Question: how to implement this feature?

  1. Custom storage adapter
  2. Custom field/type
  3. Or maybe some kind of upload plugin
sktt commented 7 years ago

I would like this too! An Image Type would be great! With some image editor component in the admin ui would be cool... For storing it could probably use any storage adapter to upload multiple files, e.g. unmodified, edited?, x1, x2, x3 sizes...

For me it would be just as fine to have image processing on the client side. There are a bunch of image editors built in react too, https://github.com/mosch/react-avatar-editor is one I am trying out which allows for both client and server processing.

mahnunchik commented 7 years ago

@JedWatson @wmertens any news?

mahnunchik commented 7 years ago

Naive solution is:

class ImageFSAdapter extends keystone.Storage.Adapters.FS {
  uploadFile(file, callback) {
    // Some logic and manipulation on image
    super.uploadFile(file, callback);
  }
}
wmertens commented 7 years ago

I'd do this by putting an endpoint on your server that creates the manipulations on-the-fly, using query strings. It should also cache the results of course.

e.g. you request /image/foo.jpg?w=400 and it automatically gives you the image resized to fit within 400px width, or something close enough that it has in cache.

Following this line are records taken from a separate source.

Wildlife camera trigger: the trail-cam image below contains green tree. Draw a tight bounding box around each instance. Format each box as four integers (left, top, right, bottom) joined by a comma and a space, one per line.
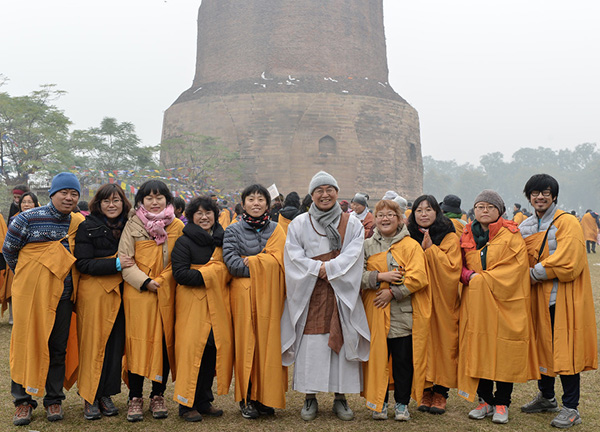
0, 83, 78, 181
70, 117, 158, 171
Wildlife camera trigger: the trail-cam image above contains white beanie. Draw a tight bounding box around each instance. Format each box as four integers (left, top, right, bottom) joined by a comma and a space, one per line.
392, 195, 408, 212
381, 191, 398, 201
308, 171, 340, 195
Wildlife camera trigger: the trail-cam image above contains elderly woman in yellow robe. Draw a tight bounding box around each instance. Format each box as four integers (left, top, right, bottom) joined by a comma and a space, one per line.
458, 189, 540, 423
361, 200, 431, 421
408, 195, 462, 414
171, 197, 233, 422
119, 180, 184, 422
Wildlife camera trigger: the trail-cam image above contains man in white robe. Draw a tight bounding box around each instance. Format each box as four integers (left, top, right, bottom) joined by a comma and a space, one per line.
281, 171, 370, 421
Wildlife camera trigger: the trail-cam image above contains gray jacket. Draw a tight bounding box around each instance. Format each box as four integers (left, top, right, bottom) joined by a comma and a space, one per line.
223, 220, 277, 277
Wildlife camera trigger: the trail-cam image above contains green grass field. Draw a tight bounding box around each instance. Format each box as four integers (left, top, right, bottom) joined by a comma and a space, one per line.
0, 253, 600, 432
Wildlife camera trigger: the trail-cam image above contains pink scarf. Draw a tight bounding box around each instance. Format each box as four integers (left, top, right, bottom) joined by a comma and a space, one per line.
135, 204, 175, 245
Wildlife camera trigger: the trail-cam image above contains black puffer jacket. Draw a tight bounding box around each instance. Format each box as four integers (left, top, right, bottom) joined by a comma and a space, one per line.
223, 220, 277, 277
74, 214, 119, 276
171, 222, 225, 286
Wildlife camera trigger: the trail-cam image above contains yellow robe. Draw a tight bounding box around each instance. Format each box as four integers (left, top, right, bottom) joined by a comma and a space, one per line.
0, 216, 12, 316
458, 218, 540, 401
173, 247, 233, 407
75, 266, 123, 403
581, 213, 598, 242
525, 210, 598, 376
361, 237, 431, 412
230, 225, 288, 409
425, 233, 462, 388
10, 213, 84, 397
123, 219, 184, 382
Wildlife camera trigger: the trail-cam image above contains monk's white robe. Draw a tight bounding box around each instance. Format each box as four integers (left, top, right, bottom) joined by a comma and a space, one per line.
281, 213, 370, 393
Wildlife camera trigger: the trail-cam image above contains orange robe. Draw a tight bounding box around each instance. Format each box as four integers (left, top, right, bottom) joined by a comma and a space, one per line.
173, 247, 233, 407
219, 209, 231, 229
361, 237, 431, 412
230, 225, 288, 409
525, 210, 598, 376
123, 219, 184, 382
0, 216, 8, 316
425, 233, 462, 388
458, 218, 540, 401
75, 266, 123, 403
10, 213, 84, 397
581, 213, 598, 242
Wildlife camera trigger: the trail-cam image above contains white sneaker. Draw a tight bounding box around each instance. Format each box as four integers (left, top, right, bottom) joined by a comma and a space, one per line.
372, 402, 387, 420
394, 403, 410, 421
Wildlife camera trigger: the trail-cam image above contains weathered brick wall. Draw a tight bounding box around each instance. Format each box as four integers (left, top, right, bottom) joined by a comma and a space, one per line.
162, 93, 423, 199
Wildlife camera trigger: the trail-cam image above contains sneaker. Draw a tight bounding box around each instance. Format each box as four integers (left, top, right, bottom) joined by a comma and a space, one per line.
521, 392, 559, 413
300, 398, 319, 421
550, 406, 581, 429
150, 395, 169, 419
127, 398, 144, 422
429, 393, 446, 414
83, 401, 102, 420
181, 410, 202, 422
417, 390, 433, 412
198, 405, 223, 417
252, 401, 275, 415
394, 402, 410, 421
240, 401, 260, 419
492, 405, 508, 424
98, 396, 119, 417
372, 402, 387, 420
46, 404, 65, 421
469, 398, 494, 420
13, 402, 33, 426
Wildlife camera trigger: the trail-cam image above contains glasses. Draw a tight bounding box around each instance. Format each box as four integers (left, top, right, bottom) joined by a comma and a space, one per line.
531, 189, 552, 198
100, 199, 123, 205
313, 186, 336, 196
375, 213, 398, 220
475, 204, 496, 212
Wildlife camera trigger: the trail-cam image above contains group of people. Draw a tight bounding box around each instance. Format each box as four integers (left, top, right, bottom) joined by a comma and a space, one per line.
2, 171, 597, 428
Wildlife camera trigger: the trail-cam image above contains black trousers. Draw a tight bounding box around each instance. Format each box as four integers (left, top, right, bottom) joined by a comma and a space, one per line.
385, 335, 413, 405
179, 330, 217, 415
538, 305, 581, 409
127, 336, 170, 399
477, 379, 513, 406
10, 299, 73, 408
96, 302, 125, 399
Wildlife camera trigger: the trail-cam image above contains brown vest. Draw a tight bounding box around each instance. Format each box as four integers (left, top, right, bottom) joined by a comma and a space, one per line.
304, 213, 350, 354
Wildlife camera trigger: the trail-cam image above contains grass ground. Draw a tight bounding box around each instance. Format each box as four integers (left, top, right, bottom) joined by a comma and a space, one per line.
0, 254, 600, 432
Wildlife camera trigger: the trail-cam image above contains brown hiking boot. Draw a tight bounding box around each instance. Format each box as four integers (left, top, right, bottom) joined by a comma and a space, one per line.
127, 398, 144, 422
13, 402, 33, 426
429, 393, 446, 414
46, 404, 65, 421
150, 396, 169, 418
417, 390, 433, 412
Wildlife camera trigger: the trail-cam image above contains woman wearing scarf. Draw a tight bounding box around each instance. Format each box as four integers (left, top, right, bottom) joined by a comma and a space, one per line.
361, 200, 431, 421
74, 184, 133, 420
350, 193, 375, 239
223, 184, 287, 419
119, 180, 184, 422
458, 189, 540, 423
171, 197, 233, 422
408, 195, 462, 414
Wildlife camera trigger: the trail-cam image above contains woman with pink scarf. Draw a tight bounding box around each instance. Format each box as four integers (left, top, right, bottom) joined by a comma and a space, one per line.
119, 180, 184, 422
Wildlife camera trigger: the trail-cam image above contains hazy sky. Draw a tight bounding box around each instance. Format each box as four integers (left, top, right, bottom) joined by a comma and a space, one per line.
0, 0, 600, 163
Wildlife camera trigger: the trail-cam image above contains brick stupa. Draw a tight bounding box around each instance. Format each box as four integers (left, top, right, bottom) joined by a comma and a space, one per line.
161, 0, 423, 200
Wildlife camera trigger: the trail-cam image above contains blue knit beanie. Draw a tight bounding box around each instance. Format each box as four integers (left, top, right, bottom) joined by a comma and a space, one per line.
48, 173, 81, 196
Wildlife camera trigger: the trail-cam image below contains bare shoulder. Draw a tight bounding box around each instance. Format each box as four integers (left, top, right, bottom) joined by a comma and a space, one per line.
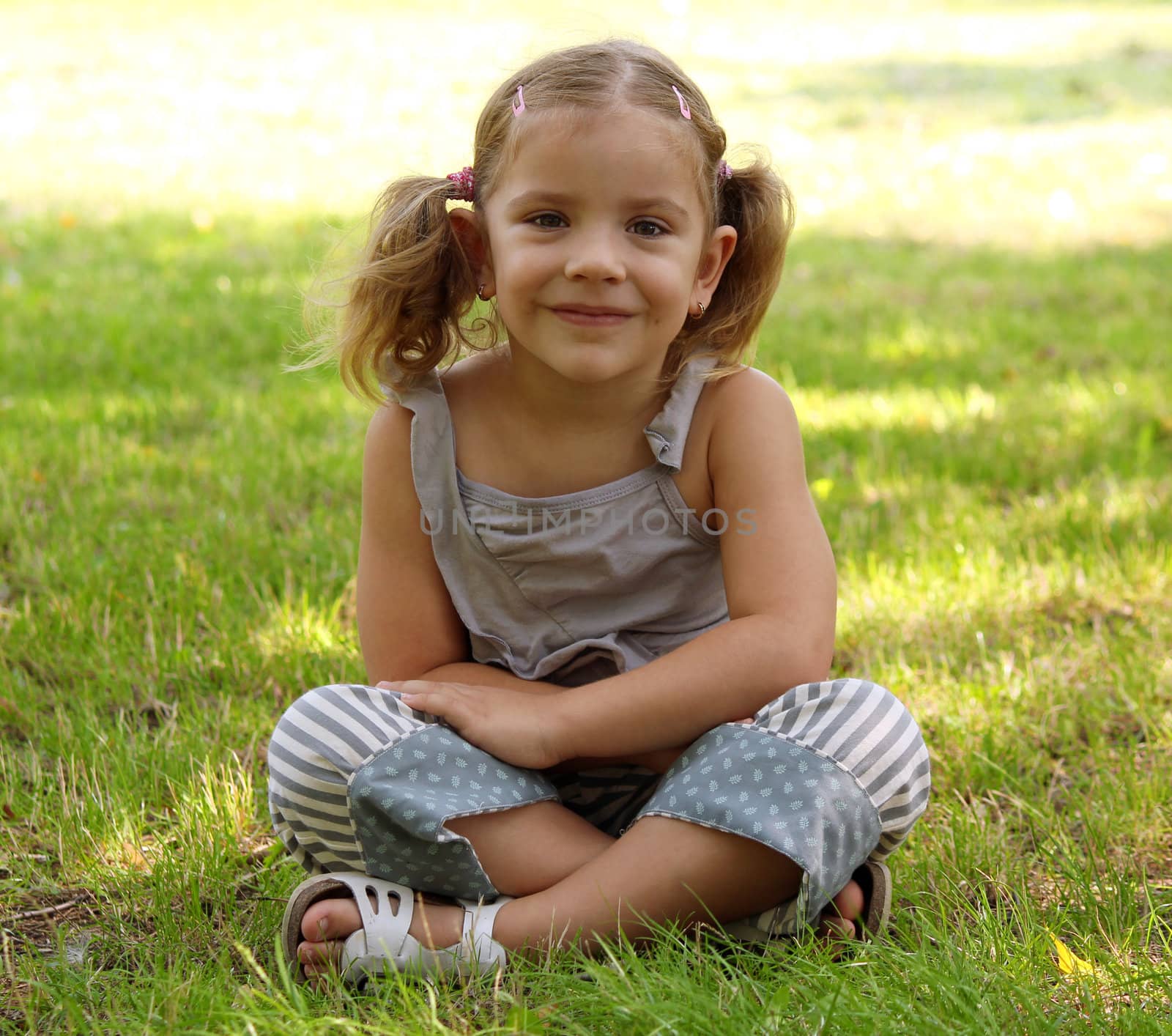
701, 367, 801, 450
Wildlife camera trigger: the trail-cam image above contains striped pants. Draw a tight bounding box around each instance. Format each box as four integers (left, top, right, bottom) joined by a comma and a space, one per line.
268, 680, 930, 938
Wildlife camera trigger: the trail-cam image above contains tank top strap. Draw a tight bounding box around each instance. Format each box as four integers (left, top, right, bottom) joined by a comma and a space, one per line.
382, 370, 461, 526
643, 356, 716, 471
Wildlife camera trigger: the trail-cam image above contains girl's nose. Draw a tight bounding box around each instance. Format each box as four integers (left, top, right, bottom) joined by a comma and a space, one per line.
566, 231, 627, 282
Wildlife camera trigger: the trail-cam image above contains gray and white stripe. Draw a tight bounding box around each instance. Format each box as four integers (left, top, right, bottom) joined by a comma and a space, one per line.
268, 684, 424, 873
752, 680, 932, 859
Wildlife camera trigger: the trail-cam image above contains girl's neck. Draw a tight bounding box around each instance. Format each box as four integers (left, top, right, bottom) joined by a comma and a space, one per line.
500, 347, 670, 438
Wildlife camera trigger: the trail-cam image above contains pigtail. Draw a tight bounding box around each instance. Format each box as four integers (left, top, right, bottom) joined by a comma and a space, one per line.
676, 155, 793, 375
297, 176, 494, 402
338, 176, 492, 399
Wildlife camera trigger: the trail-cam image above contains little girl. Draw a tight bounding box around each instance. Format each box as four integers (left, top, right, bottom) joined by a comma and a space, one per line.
268, 41, 930, 982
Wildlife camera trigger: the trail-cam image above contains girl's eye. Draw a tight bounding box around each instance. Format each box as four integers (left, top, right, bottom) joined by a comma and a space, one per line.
631, 219, 667, 238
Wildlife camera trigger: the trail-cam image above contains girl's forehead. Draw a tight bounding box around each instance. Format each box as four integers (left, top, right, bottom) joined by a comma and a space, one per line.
494, 108, 699, 201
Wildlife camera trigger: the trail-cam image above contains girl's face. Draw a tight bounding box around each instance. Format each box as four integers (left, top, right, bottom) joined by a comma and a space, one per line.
471, 108, 736, 383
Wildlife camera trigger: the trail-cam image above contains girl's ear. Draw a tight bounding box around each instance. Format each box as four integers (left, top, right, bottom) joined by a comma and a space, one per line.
448, 209, 496, 299
691, 226, 736, 309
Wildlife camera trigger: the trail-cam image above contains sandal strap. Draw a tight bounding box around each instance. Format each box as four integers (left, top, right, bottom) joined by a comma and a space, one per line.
457, 895, 513, 974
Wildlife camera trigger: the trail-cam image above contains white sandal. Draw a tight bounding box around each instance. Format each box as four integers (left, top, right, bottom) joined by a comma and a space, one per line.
281, 872, 512, 985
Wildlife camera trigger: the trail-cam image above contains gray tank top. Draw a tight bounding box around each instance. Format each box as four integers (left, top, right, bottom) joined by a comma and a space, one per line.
388, 358, 729, 687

mahnunchik commented 7 years ago

@wmertens it is suitable when we need many manipulations on one image.

But when we need only one manipulation then I prefer approach to make manipulation on upload and save result to serve it as is.

wmertens commented 7 years ago

Even if you only do one manipulation, doing it on-the-fly with a clearable cache means that you don't have to worry about management of the manipulated items, and you never have to store results that you never use. The manipulation is so fast that it doesn't really matter for the first user.

You can even store the results as the entire GET query (e.g. "image.jpg?thumbnail") in a cache dir that you give to express.static or the webserver with a fallthrough to the API.

To manage the cache, you could touch the files every time they are read, and you can clear files that are older than a week.

On Thu, Apr 20, 2017 at 10:04 AM Evgeny notifications@github.com wrote:

@wmertens https://github.com/wmertens it is suitable when we need many manipulations on one image.

But when we need only one manipulation then I prefer approach to make manipulation on upload and save result to serve it as is.